102 yıl önce Avrupa faşizm bataklığına sürüklenirken, biz devrim, demokrasi ve özgürlük rüzgarlarına yelken açmıştık.
102 yıl sonra islami faşizme bayrak açarken, dünya alemden durmadan dayak yiyoruz !
102 yıl önce komşu ülkelerle dostane paktlar, dünya alemle iyi ilişkiler oluşturmuştuk.
102 yıl sonra dandik birkaç krallık ya da şeyhlikten başka desteğini alabileceğimiz ülke kalmadı.
102 yıl önce dünyaya örnek olarak kadınlarımızı seçme ve seçilme hakkına kavuşturuyorduk.
102 yıl sonra kadınlarımıza, siz sadece doğurun; sizin yeriniz evinizdir deyip, dizlerinin görünmesinden huylanıp, 9 yaşında evlendirmeye kalkıyor, kadına şiddet ve kadın-erkek eşitliği sıralamalarında dünyaya rezil oluyoruz!
102 yıl önce pozitif bilimleri öğreniyorduk.
102yıl sonra metafiziğe, hurafeye merak sardık!
102 yıl önce çok sesli müzik dinleyip, vals yapmaya, otantik türkülerimizi, folklörümüzü, klasik Türk musikisini yeniden keşfetmeye çalışıyorduk.
102 yıl sonra çıstak,çıstak gürültü dinleyip, biz bize kaldığımızda göbek atıp,mastika, kolbastı oynuyoruz!
102 yıl önce hukuk devletine, demokrasiye, eşitliğe, özgürlüğe doğru yelken açmıştık; kadı efendilerin yerini cumhuriyet savcıları ve hakimleri almıştı.
102 yıl sonra temel hukuk kurallarına birilerinin ve de ulemanın fetvalarıyla destek arar olduk.

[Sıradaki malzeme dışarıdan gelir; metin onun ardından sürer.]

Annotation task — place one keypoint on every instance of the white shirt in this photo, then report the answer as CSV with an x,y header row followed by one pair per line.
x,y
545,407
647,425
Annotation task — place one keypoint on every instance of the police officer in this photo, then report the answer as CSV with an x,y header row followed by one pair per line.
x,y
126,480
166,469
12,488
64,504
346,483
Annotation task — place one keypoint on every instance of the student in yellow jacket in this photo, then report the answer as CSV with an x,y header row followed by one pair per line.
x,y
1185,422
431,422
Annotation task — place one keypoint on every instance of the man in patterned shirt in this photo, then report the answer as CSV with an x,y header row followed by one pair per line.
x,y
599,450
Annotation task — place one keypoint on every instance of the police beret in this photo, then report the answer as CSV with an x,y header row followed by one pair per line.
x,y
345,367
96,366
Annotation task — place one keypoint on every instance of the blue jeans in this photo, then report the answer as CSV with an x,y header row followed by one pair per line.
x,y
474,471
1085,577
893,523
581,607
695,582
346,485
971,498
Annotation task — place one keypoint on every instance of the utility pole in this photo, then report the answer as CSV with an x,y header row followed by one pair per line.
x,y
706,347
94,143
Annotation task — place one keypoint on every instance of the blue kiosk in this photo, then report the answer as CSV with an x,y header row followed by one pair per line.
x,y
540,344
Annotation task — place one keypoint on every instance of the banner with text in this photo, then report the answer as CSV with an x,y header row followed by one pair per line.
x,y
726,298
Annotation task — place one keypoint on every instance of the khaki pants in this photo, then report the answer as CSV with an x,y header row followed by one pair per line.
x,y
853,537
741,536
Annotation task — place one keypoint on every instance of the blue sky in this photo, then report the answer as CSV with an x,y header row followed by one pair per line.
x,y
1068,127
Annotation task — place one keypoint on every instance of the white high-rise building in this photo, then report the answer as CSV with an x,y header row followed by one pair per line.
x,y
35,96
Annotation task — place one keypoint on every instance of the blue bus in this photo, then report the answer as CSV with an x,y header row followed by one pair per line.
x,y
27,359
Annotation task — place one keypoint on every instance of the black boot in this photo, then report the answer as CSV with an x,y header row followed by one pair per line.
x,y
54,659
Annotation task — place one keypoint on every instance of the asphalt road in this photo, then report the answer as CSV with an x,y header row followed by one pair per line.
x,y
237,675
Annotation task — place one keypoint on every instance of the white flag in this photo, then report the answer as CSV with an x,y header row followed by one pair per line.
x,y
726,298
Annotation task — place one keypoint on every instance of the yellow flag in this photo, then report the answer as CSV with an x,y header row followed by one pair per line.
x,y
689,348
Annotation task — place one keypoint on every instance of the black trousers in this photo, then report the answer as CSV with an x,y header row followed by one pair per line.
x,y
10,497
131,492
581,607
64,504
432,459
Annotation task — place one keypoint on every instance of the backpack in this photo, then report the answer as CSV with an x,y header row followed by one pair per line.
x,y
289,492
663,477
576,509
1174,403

Hoşlarına gidilmezse akla bile gelmeyecek her türlü zulmün mubah olduğu düşman hukuku, ikili hkuk gündemde... Hülasa hukuk oldu guguk!
102 yıl önce öğretmenlerimiz başımızın tacıydı.
102 yıl sonra binlerce öğretmen ve öğretmen adayı açıkta ve “başımızın belası”(!)
102 yıl önce yüzlerce ayrı meslekten esnafın bir arada çalıştığı çarşılarımız vardı.
102 yıl sonra her köşe başında Çin ve Avrupa malları ile dolu alışveriş merkezlerimiz!